The findings, published Oct. 6 in Science Signaling online in advance of print, are believed to mark the first time artificial intelligence has been used to discover a molecular model that explains why some groups of cells deviate from normal development during embryogenesis, said senior author Michael Levin, Ph.D., the Vannevar Bush Professor of Biology at Tufts and director of the Tufts Center for Regenerative and Developmental Biology.
The paper builds on the center's earlier studies to understand development and metastasis of melanoma-like cells in tadpoles as well as work applying artificial intelligence to help explain planarian regeneration. The new findings, Levin said, indicate that "our methodology can be taken well beyond simple organisms and applied to the physiology of cell behavior in vertebrates."
The top image shows a normal tadpole. The bottom images shows a tadpole in which the pigment cells' normal bioelectrical signaling was interrupted, causing the cells to develop melanoma-like characteristics. Credit: Photo: Courtesy of the Levin Lab/Tufts University
Depending on which protein in the bioelectric pathway was tweaked, only a certain percentage of the frogs developed melanoma, while the rest remained healthy. "There's randomness to this process. It doesn't have the same result in all animals exposed to precisely the same agent, which may mimic the variability in human responses to cancer-inducing stimuli," said Levin.
Furthermore, the tadpoles that did develop melanoma developed it in every pigment cell--each frog was either 100 percent metastatic or completely normal. Essentially, said Levin, all pigment cells in a tadpole are part of a single coin, which either flips heads (normal) or tails (cancerous). "Metastasis appears to be a group dynamic rather than a single-cell decision," he said.
The recent research applied evolutionary computation to understand this complex cell behavior.
Maria Lobikin, Ph.D., recent doctoral graduate from the Levin laboratory and first author on the Science Signaling paper, first identified the building blocks - receptors, hormones and other signaling proteins - of the serotonergic signaling pathway that regulated the melanoma-like cells' behavior. Then, the team applied artificial intelligence which mimicked evolution to generate a chemical signaling network in a "virtual embryo" that exhibited the same behavior that the researchers observed in their experiments with real tadpoles.

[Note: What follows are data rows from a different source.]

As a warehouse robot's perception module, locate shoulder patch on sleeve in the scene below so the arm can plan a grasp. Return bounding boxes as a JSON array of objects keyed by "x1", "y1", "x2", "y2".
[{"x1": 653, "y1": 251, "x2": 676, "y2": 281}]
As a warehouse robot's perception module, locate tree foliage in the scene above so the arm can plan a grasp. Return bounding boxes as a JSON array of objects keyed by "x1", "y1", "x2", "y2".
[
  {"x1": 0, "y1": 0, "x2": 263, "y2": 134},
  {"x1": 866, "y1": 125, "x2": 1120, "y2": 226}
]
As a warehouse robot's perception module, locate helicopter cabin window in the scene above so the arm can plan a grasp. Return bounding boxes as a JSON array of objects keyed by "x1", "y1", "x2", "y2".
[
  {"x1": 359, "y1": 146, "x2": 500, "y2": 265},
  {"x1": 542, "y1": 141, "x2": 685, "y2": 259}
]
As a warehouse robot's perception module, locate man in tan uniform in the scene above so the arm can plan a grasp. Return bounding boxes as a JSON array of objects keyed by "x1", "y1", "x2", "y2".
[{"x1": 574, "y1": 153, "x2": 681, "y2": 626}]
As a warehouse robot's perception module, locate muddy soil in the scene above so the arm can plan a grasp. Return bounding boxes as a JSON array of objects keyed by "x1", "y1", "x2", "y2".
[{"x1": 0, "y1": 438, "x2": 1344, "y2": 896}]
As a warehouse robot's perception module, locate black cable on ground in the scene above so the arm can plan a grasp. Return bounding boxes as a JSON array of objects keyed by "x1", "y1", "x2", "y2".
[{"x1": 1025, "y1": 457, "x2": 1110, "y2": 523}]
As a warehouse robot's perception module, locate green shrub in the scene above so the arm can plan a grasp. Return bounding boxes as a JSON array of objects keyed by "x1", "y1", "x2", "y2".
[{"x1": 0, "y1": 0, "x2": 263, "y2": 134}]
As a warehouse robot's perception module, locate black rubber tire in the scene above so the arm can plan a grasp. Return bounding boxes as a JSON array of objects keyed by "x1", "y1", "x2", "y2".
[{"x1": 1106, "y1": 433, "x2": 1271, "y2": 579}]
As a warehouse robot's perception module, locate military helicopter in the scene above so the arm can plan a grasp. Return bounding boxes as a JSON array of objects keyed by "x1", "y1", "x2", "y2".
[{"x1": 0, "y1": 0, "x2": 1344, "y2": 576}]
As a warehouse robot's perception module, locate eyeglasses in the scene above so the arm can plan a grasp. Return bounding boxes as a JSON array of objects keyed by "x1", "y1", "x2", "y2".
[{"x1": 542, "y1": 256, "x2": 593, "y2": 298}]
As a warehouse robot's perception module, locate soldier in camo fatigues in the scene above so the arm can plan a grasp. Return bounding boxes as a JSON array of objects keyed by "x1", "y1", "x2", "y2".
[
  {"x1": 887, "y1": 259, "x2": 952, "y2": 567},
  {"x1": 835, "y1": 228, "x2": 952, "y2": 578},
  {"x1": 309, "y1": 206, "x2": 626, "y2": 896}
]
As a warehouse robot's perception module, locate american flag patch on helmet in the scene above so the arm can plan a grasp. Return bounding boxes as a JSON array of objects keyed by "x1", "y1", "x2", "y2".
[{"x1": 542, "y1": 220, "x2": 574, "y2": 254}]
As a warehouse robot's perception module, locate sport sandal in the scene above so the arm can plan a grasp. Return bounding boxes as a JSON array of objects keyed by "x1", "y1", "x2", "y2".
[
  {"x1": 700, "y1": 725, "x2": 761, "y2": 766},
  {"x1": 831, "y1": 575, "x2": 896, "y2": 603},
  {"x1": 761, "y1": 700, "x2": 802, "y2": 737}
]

Like biological evolution, evolutionary computation does not randomly or exhaustively test each possibility, but instead uses incremental improvement and selection to rapidly converge on a solution. "The artificial intelligence system evolved a pathway that correctly explains all the existing and very puzzling data. Best of all, it also made correct predictions on data it had never seen," Levin said.
The knowledge gleaned about these molecular signaling pathways has implications for finding new treatments and targets for tumor prevention and better understanding many other seemingly random decisions made by cells in living organisms. When enough data are available, Levin said, researchers could use this approach to develop a system to help doctors understand patients' individual genetic responses to treatments as well as environmental factors that cause cancer.